Friday, April 20, 2012

Latest news in re to what appears on blog

Of the links to published stories you can search my name on Blackheart and it comes up.  The other two will get you to the magazines but I'm not sure how to find my stories.  Will let you know when I figure it out.  Just let me know if you want to read one and I'll send it to you.  Same goes for longer works, which I took off because publishers are starting to include on-line pubs, even self-published, as if they were print.  Magazines too, which I found out the hard way, a previously accepted story then rejected when editors saw it on this blog.  

Wednesday, March 21, 2012

Martina

Although not exactly a sports idol of mine, I've always admired and respected Martina Navratilova.  If you have ever followed tennis closely, you know it's difficult to separate talent and personality completely.  Aside from her talent, I always found her reserve and dignity appealing.  That's all smashed to hell now.  Not only did she get a face job, but she's appearing on Dancing With the Stars.  Humiliating?  Degrading?  Take your pick and apply to either or both.   Surely she made plenty of money playing tennis.  Why would she do such a thing?  It makes Joe Louis opening doors in Vegas seem almost dignified, especially since he really needed the money.  My wife tells me she recently got engaged.  I know we will do a lot of foolish things for love, and I like to think I'd forgive most of them, but if love is behind this it doesn't bode well.  I know this isn't steroids or gambling, but should I ever meet her, I'd be tempted to say what we all say when confronted with a fallen idol:  Say it ain't so Martina.            

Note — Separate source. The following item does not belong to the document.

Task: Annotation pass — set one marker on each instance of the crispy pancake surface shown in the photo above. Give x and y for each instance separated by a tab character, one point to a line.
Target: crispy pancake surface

Wednesday, September 21, 2011

Lines from The Alexandria Quartet, re-visited forty some odd years after first reading



Apart from the wrinkled old peasant who comes from the village on her mule each day to clean the house, the child and I are quite alone.

For us artists there waits the joyous compromise through art with all that wounded or defeated us in daily life; in this way, not to evade destiny, as the ordinary people try to do, but to fulfil it in its true potential--the imagination.

. . . days became simply the spaces between dreams . . .

The city unwrinkles like an old tortoise and peers about it.  For a moment it relinquishes the torn rags of the flesh, while from some hidden alley by the slaughter-house, above the moans and screams of the cattle, comes the nasal chipping of a Damascus love-song; shrill quartertones, like a sinus being ground to powder.

I suppose the secret of his success is his tremendous idleness, which almost approaches the supernatural.

"There are only three things to be done with a woman," said Clea once.  "You can love her, suffer for her, or turn her into literature."  I was experiencing a failure in all these domains of feeling.

Streets that run back from the docks with their supercargo of houses, breathing into each others' mouths, keeling over.
And then the street noises:  shriek and clang of the water-bearing Saidi, dashing his metal cups together as an advertisement, the unheeded shrieks which pierce the hubbub from time to time, as of some small delicately-organized animal being disembowelled.    

Reading Log and More
ADD A COMMENT

Wednesday, September 14, 2011

Moldava

Decided to move some of the blog posts I had on my space (which makes no sense to me anymore) to this location.  Just when I feel like it.  Here's the first one.  Dates don't matter.

Moldava.  Article in NY Rev of Books.  Looked it up in Wikipedia.  It's like a country that someone would invent for a novel.  Maybe Nabokov did and I'm forgetting.  Don't think it was him but sure I read something about a scholar in such a place.  Slowly coming back to me.  A prof of the very obscure and isolated language and literature.  Does he get involved in some mystery?  There is something in Wiki that suggests they have this thing for something called the "Moldavan (Moldavian?) language," but it's also true, apparently, that the languages spoken there are Romanian, by majority, and Russian.  No one says anything about there being a Moldavan language.Wendy and Lucy.  Got impatient and pissed off at Wendy as she was being taken away from store where she shoplifted.  Told CG I didn't want to watch it anymore, so we turned it off.  CG convinced me that the gay porno star in doc we watched was an interesting guy, specifically in the way he wanted to please everyone, which, when he could manage it, made him happy.  I did like the story he told of his first serious heartbreak.  3 weeks of getting drunk and he was over it.  No downward spiral of substance abuse and self-loathing.  Should admit I fell asleep about halfway through.  Not because of that.  Would probably have fallen asleep even during substance abuse and self-loathing.  Claudine at School.  Charming and funny.  Didn't really mind that it went on and on rather aimlessly.  Noticed one glitch in transition to Claudine in Paris.  She says in School she's going to Paris to stay with aunt.  In C in P, she and her father move to Paris with no mention of aunt until later.  Colette must have decided that staying with aunt would not work as well in re to how she wanted C to be.  Plus the father is funny.  Just remembered yesterday an Asian director I meant to watch more of.  Film I watched was 2nd in trilogy about a chef.  Conflict with his kids who don't share his interests.  Japanese, Korean, Chinese?  Well known director I'm sure.